COVID grave : et si l’intubation n’était pas la solution ?

Dr Isabelle Catala

10 avril 2020

France -- Changement de cap sur la prise en charge des syndromes de détresse respiratoire aigües (SDRA) liés au Covid-19, conduisant à une hospitalisation en réanimation avec une mortalité de 30% à 60%. Si l’intubation était conseillée dans un premier temps, l’oxygénothérapie à haut débit et la ventilation non invasive trouvent désormais leur place dans le traitement de la pneumopathie grave à Covid.

Les lésions pulmonaires retrouvées ne sont pas celles attendues dans un SDRA

Dans un premier temps, l’intubation était conseillée dès que la saturation était insuffisante (SpO2 <92 % sous 6 l au masque à haute concentration). Ces protocoles étaient dérivés de ceux utilisés pour le SDRA classique. Mais le 30 mars 2020, des réanimateurs italiens et allemands, publiaient dans l’American Journal of Respiratory Critical Care Medicine une lettre dans laquelle ils avançaient que les pneumopathies Covid sont plus proches dans leur présentation clinique des oedèmes pulmonaires liés à l’altitude que des SRDA.

Dans cette publication, le Dr Luciano Gattinoni, qui a repris une série de patients hospitalisés dans le nord de l’Italie, précise que les lésions retrouvées n’étaient pas celles attendues dans un SDRA : dans les Covid, l’hypoxémie sévère est associée à des volumes gazeux pulmonaires conservés. C’est pour cette raison qu’il propose de privilégier une pression de fin d’expiration positive limitée (PEPP) et une ventilation avec des paramètres les moins en force possibles afin de limiter l’apparition secondaire de lésions induites par l’hyperpression. Cette approche prudente – et adaptée aux caractéristiques physiologiques du patient – « pourrait permettre de passer un cap en douceur, sans lésions liées au traitement ».

Une approche de même type est proposée par le Dr Cameron Kyle-Sidell, urgentiste au centre médical Maimonides à Brooklyn (New York, Etats-Unis) qui partage son expérience dans une vidéo avec le Dr John Whyte, directeur médical de WebMD.

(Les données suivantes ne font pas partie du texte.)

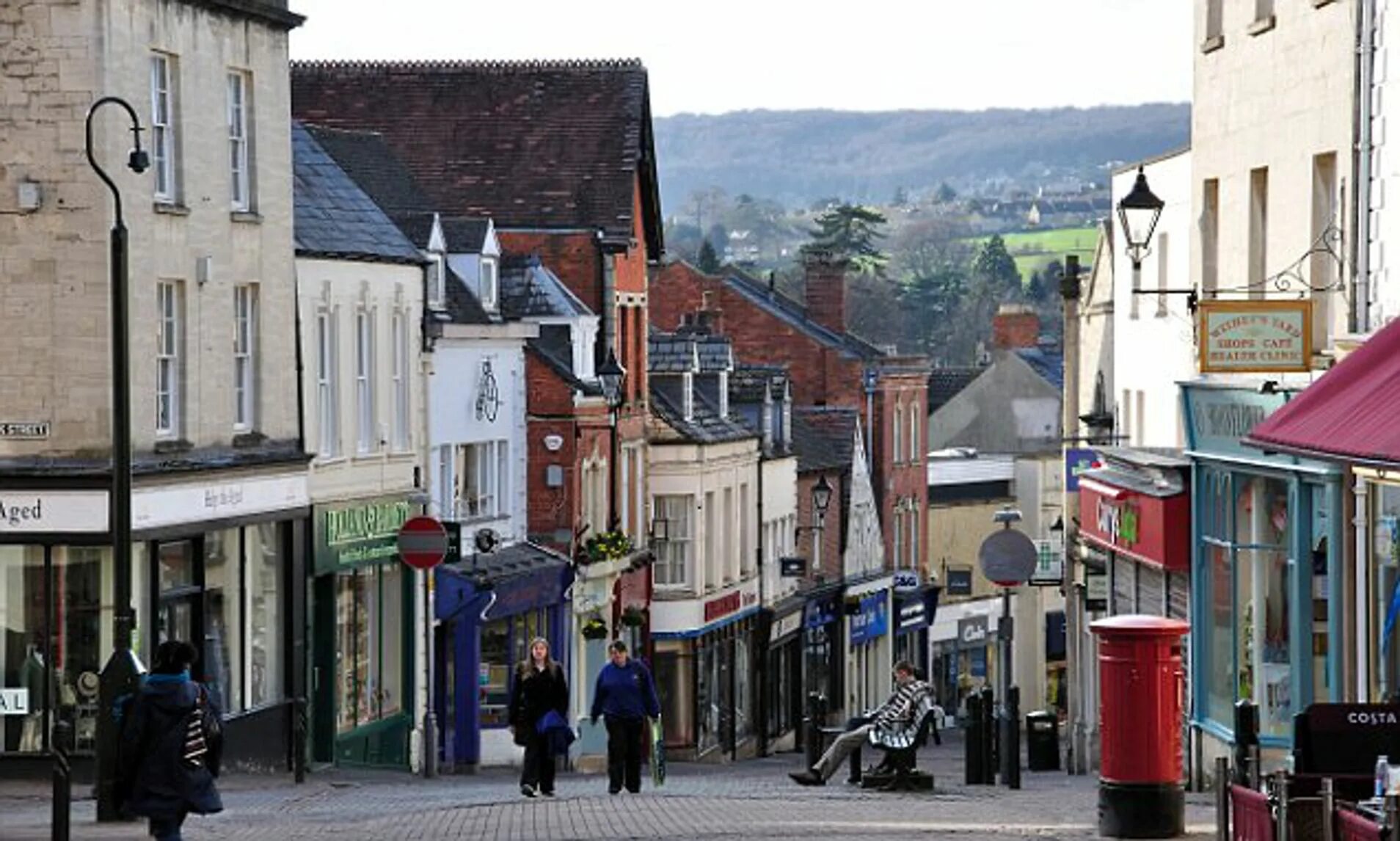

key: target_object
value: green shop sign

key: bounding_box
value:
[316,500,413,572]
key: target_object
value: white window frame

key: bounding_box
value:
[228,70,252,213]
[651,494,696,589]
[390,309,412,452]
[234,283,258,432]
[156,280,183,438]
[150,53,179,204]
[480,258,500,310]
[426,252,447,309]
[354,308,378,455]
[316,308,340,458]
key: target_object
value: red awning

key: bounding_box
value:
[1244,321,1400,465]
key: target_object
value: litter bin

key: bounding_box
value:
[1027,710,1060,771]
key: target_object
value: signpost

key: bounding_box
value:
[399,517,448,569]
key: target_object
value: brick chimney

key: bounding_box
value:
[802,249,847,333]
[991,304,1040,350]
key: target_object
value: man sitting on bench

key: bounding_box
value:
[790,660,931,785]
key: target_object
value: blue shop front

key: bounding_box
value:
[434,543,577,768]
[1181,383,1343,764]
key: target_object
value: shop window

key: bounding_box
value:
[336,564,404,733]
[479,610,548,728]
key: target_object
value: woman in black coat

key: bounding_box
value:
[510,637,569,798]
[120,639,224,841]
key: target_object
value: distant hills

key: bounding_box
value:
[655,103,1192,214]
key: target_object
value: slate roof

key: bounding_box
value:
[792,406,860,473]
[501,255,594,319]
[928,367,987,414]
[291,123,423,263]
[291,60,663,258]
[649,381,759,443]
[1016,347,1064,390]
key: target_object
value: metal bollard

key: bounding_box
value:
[291,697,307,785]
[963,693,982,785]
[1001,685,1021,789]
[1214,756,1231,841]
[1321,776,1337,841]
[51,721,73,841]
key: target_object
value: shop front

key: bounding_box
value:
[1181,383,1343,761]
[434,543,580,768]
[652,579,766,761]
[894,574,939,676]
[311,497,418,768]
[759,596,806,751]
[843,575,894,715]
[1079,449,1192,619]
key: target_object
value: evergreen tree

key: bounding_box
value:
[696,239,720,274]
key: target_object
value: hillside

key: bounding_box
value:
[655,103,1190,214]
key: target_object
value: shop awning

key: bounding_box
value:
[1244,321,1400,466]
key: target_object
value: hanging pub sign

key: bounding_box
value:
[1198,298,1312,374]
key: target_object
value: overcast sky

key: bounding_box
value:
[291,0,1193,116]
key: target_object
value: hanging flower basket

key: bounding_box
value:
[584,532,632,564]
[581,614,608,639]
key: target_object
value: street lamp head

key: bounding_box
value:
[598,349,627,409]
[1118,167,1166,267]
[812,473,831,517]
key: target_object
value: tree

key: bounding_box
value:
[805,204,889,274]
[696,239,720,274]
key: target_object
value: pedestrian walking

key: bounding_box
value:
[510,637,569,798]
[119,639,224,841]
[589,639,661,795]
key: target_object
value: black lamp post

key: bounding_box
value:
[85,97,150,821]
[1118,167,1166,269]
[598,349,627,532]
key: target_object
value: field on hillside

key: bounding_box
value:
[977,225,1099,283]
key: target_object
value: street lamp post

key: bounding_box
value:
[598,349,627,532]
[85,97,150,821]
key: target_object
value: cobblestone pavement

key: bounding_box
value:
[0,744,1214,841]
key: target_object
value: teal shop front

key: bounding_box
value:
[311,498,418,768]
[1181,383,1343,764]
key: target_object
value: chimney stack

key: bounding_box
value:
[802,249,847,335]
[991,304,1040,350]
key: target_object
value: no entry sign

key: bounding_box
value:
[399,517,448,569]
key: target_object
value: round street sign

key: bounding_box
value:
[399,517,447,569]
[977,529,1038,586]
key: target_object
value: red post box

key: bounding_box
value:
[1089,616,1190,838]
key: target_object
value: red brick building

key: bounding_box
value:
[651,255,928,578]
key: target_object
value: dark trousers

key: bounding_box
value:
[151,812,185,841]
[608,718,643,793]
[521,728,555,792]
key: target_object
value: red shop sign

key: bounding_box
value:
[1079,477,1192,572]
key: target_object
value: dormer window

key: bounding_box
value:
[481,258,497,310]
[424,253,447,309]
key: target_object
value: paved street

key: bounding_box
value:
[0,744,1212,841]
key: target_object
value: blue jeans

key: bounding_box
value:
[151,812,185,841]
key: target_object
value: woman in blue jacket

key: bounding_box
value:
[119,639,224,841]
[591,639,661,795]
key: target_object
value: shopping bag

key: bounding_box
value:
[651,716,666,788]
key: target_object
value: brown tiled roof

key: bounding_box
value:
[291,60,662,259]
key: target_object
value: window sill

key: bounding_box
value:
[1244,15,1278,35]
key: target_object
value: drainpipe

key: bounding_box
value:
[1349,0,1377,333]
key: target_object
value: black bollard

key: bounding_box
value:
[963,693,982,785]
[1002,685,1021,788]
[982,685,996,785]
[51,721,73,841]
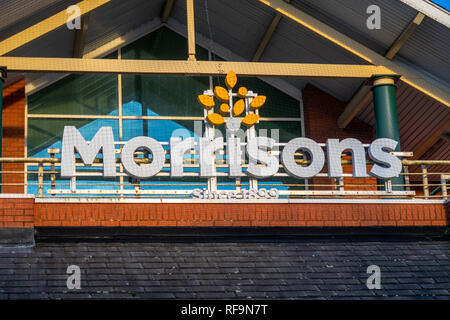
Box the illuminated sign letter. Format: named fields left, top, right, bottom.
left=369, top=138, right=402, bottom=179
left=281, top=138, right=325, bottom=178
left=170, top=138, right=195, bottom=177
left=327, top=138, right=367, bottom=178
left=61, top=126, right=116, bottom=178
left=199, top=137, right=223, bottom=178
left=120, top=137, right=166, bottom=178
left=227, top=137, right=242, bottom=178
left=246, top=137, right=279, bottom=179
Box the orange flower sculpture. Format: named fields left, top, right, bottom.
left=197, top=71, right=266, bottom=127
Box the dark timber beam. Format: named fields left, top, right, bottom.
left=338, top=12, right=425, bottom=129
left=73, top=13, right=90, bottom=58
left=252, top=0, right=291, bottom=62
left=161, top=0, right=175, bottom=23
left=413, top=118, right=450, bottom=159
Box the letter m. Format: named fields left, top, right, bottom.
left=61, top=126, right=116, bottom=178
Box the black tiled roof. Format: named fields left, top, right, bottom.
left=0, top=237, right=450, bottom=299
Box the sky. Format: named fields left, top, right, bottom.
left=432, top=0, right=450, bottom=11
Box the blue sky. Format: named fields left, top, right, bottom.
left=432, top=0, right=450, bottom=11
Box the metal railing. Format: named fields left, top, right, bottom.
left=0, top=149, right=450, bottom=200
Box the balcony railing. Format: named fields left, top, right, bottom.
left=0, top=149, right=450, bottom=200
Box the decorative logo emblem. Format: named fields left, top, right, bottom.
left=197, top=71, right=266, bottom=134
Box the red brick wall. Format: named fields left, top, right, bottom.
left=0, top=198, right=34, bottom=228
left=34, top=203, right=448, bottom=227
left=2, top=79, right=25, bottom=193
left=303, top=84, right=376, bottom=190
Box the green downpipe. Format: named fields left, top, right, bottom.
left=372, top=76, right=405, bottom=191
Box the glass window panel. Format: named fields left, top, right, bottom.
left=123, top=75, right=209, bottom=116
left=27, top=119, right=119, bottom=158
left=27, top=53, right=118, bottom=115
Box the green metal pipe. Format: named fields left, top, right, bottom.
left=372, top=76, right=404, bottom=191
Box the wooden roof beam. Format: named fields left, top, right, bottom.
left=73, top=13, right=90, bottom=58
left=0, top=0, right=111, bottom=56
left=161, top=0, right=174, bottom=23
left=338, top=12, right=425, bottom=129
left=258, top=0, right=450, bottom=107
left=252, top=0, right=291, bottom=62
left=413, top=118, right=450, bottom=159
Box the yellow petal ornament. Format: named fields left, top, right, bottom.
left=214, top=86, right=229, bottom=102
left=233, top=99, right=245, bottom=117
left=197, top=94, right=216, bottom=109
left=242, top=113, right=259, bottom=127
left=206, top=113, right=225, bottom=126
left=225, top=70, right=237, bottom=90
left=219, top=103, right=230, bottom=115
left=238, top=87, right=247, bottom=98
left=250, top=96, right=266, bottom=109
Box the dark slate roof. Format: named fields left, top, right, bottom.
left=0, top=237, right=450, bottom=299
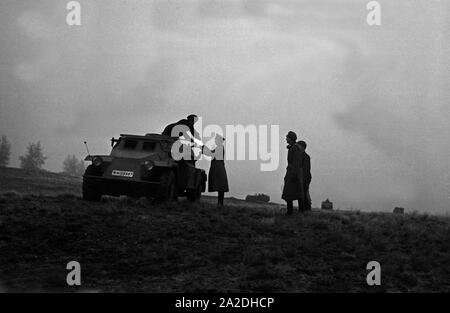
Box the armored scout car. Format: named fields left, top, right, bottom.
left=83, top=134, right=207, bottom=201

Oxygénothérapie à haut débit et ventilation non invasive

Qu’en est-il en France ? Initialement, les techniques non invasives n’étaient pas indiquées en raison du risque lié à l’aérosolisation des particules virales. La SFMU ne les conseillait pas et contre-indiquait même fin mars l’optiflow (l'oxygénothérapie nasale à haut débit). Devant la baisse du nombre des respirateurs disponibles et en raison des risques de transmission associés à l’intubation, de nouveaux protocoles ont été proposés : désormais et depuis début avril, l’oxygénothérapie à haut débit et la ventilation non invasive (VNI) – sous pression positive continue (CPAP) ou Boussignac – sont proposés pour tenter d’éviter l’intubation.

En présence de patients traités de cette façon, les soignants doivent porter une tenue complète de protection et un masque FFP2 pour limiter le risque aérosol.

Bien qu’il n’existe pas encore de recommandations officielles, les réanimateurs s’accordent pour avancer que ces techniques doivent être utilisées en cas d’impossibilité de maintenir une SpO2 supérieure à 92 % avec un débit d’oxygène à 6 l par minute au masque à haute concentration. L’oxygénothérapie à haut débit doit débuter à 40 l par minute avec une FiO2 à 60, la CPAP doit pour sa part être réglée initialement avec un débit de 20 l d’oxygène par minutes. L’objectif est d’obtenir une SpO2 >92 % et baisse de la fréquence respiratoire. L’intubation n’est indiquée qu’en cas de fatigue respiratoire, de troubles de la conscience ou d’hypoxie malgré l’augmentation du couple FiO2/débit.